Upon returning to Wisconsin, Srok rediscovered that connection to the land as one of the Garden Directors for F.H. King. The organization’s focus on sustainable agriculture means using farming techniques with respect to an assemblage of the land, human quality of life and economic systems. F.H. King connects to the land physically – working with the crops in their gardens – and cognitively. Education programs include workshops on topics ranging from seed preservation to companion and interplanting.
The organization is named after Franklin Hiram King, an early 20th century agricultural physics professor at UW-Madison. The UW-Madison Department of Soil Science refers to King as a “pioneer scientist” famous for his groundbreaking work in the field. The students in his namesake organization are also pioneers in their own right: according to the US Department of Agriculture’s 2012 Census of Agriculture, the average age of the U.S. farmer is 58.3 years old. The students farming in F.H. King are at least half that age and bringing a fresh voice to centuries of tradition.
“The importance of the local farmer, especially to Wisconsin, is so important to our history and this land and just the future of what agriculture could look like,” Srok says.
For those seeking to understand more about that future, one only has to hop on the route 80 bus and watch as familiar campus buildings fall away and utopia emerges. The Eagle Heights Community Garden is a sprawling set of plots farmed by the University of Wisconsin Madison and local community members. F.H. King has one of the largest plots in the garden, second to the College of Agriculture and Life Sciences.
“There’s something really emotional that feels really awesome about that connection to the earth,” Srok smiles. “There’s this weird sense of childlike joy and wonderment when you see things growing.
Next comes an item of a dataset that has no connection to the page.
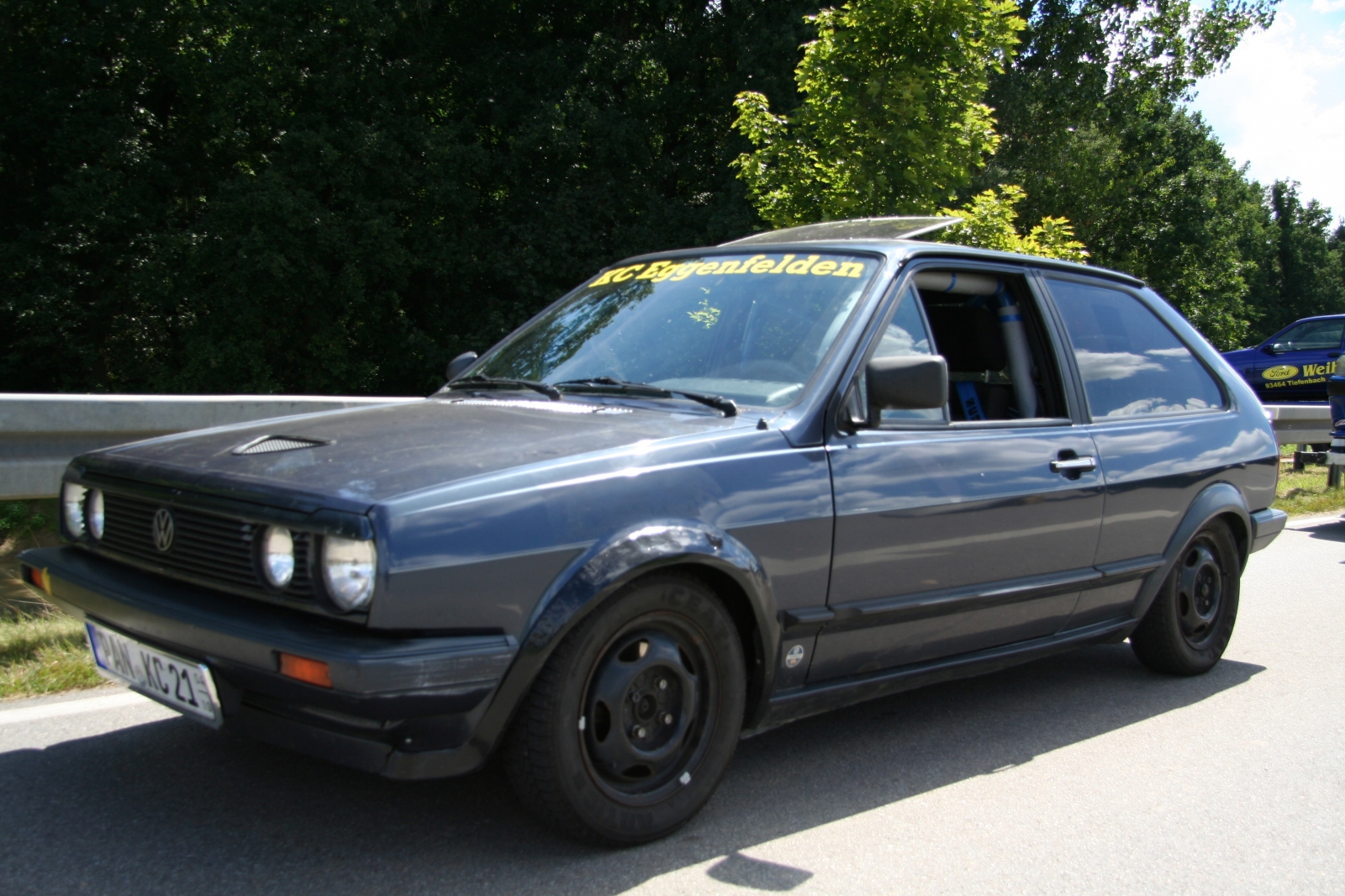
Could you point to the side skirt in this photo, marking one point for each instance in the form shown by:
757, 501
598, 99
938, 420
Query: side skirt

And it definitely changes how I think about food and what I’m putting in my body.”
Thought is at the center of what F.H. King does. In the midst of student life, the Eagle Heights garden is as idyllic as a modern day Garden of Eden. But in this paradise, the tree of knowledge has been devoured. In-depth understanding of the land and it’s needs is a central step in the sustainable farming process. Recently, F.H. King has partnered with a soil science student. The student uses the fields for research and gives the farmers an idea of what their soil needs.
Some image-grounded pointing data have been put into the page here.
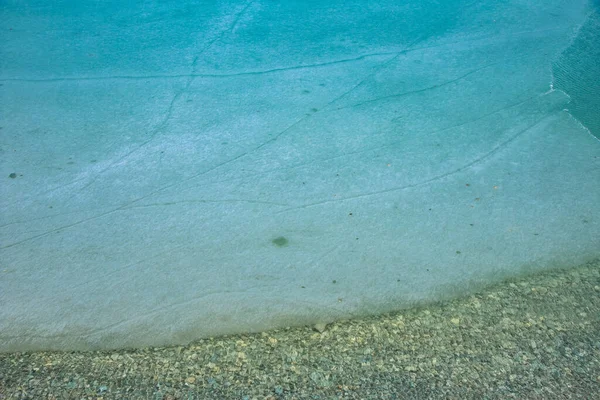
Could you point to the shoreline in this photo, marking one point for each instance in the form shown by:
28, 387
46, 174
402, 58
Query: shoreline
536, 337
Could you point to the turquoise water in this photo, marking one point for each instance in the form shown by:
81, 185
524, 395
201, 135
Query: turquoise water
182, 169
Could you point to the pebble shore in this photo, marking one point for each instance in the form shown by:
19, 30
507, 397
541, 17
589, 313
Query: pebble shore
531, 338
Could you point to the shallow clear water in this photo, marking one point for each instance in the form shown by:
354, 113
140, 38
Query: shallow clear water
184, 169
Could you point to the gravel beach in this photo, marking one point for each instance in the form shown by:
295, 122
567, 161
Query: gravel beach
531, 338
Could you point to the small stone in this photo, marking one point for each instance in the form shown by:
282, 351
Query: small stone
190, 380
“I like this space being a place where students can connect and experiment with these different aspects of sustainability and agriculture so that at the end of the day we all get something out of that and the farm becomes better,” Srok says.
A better farm means better food. Because sustainable farming focuses on a diverse set of perspectives, conscious consumption also plays a key role in F.H. King’s activity. Once a week, the students bring their yield to East Campus Mall for Harvest Handouts, making sustainable produce more accessible to their peers.
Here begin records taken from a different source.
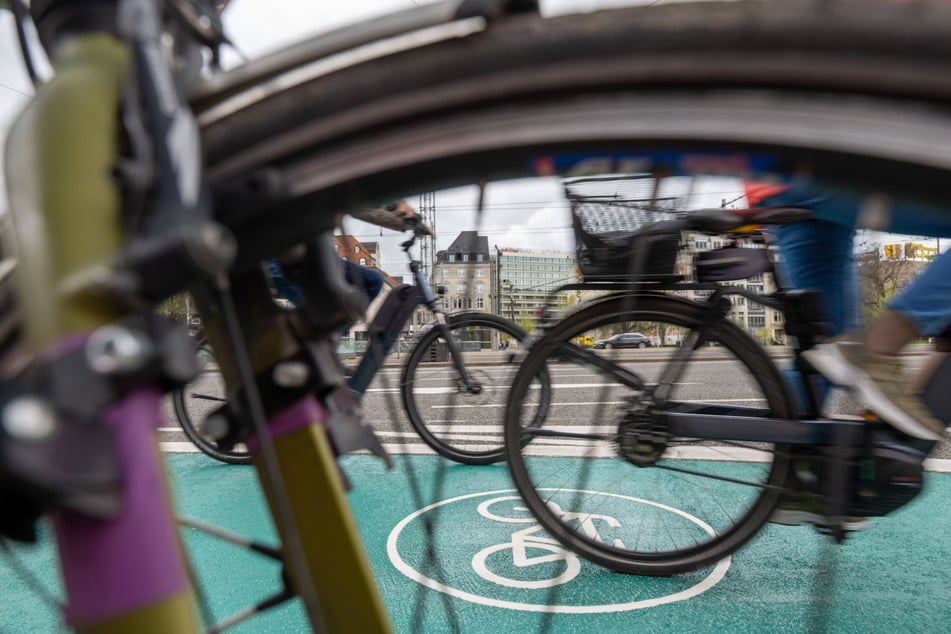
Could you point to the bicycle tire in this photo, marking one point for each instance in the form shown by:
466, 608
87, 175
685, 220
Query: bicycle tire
212, 389
863, 102
688, 505
467, 438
Srok emanates a sense of hopefulness for the future. Perhaps that hopefulness comes with confidence in the partnership between human and land: a mutual promise to nurture and to nourish. As a young farmer with a sustainable framework, Srok carries the seeds of the future. If the Eagle Heights garden is any indication, the harvest will be plentiful.
Sustainable Vegetable Scrap Stock
Srok recommends using your vegetable scraps to make homemade stock or broth. To your vegetable scraps, add herbs and water for the perfect winter warming bowl.
Peels: Carrot, Sweet Potato, Potato
Ends: Celery, Green Onion, Leeks
Skins: Onion, Shallot
Wilted: Chard, Spinach
Herbs: Dill, Parsley, Rosemary, Thyme
*Kale, broccoli, cauliflower and brussels sprouts should be avoided or used in small amounts, too much of these vegetables will lend a bitter flavor to your broth.
Fill a large pot with 5-6 cups of water. Add vegetables and herbs. Bring the pot to boil, reduce heat and cover. Allow to simmer for an hour, until fragrant. Salt and pepper to taste, or add other warming spices. Take off heat, strain and store.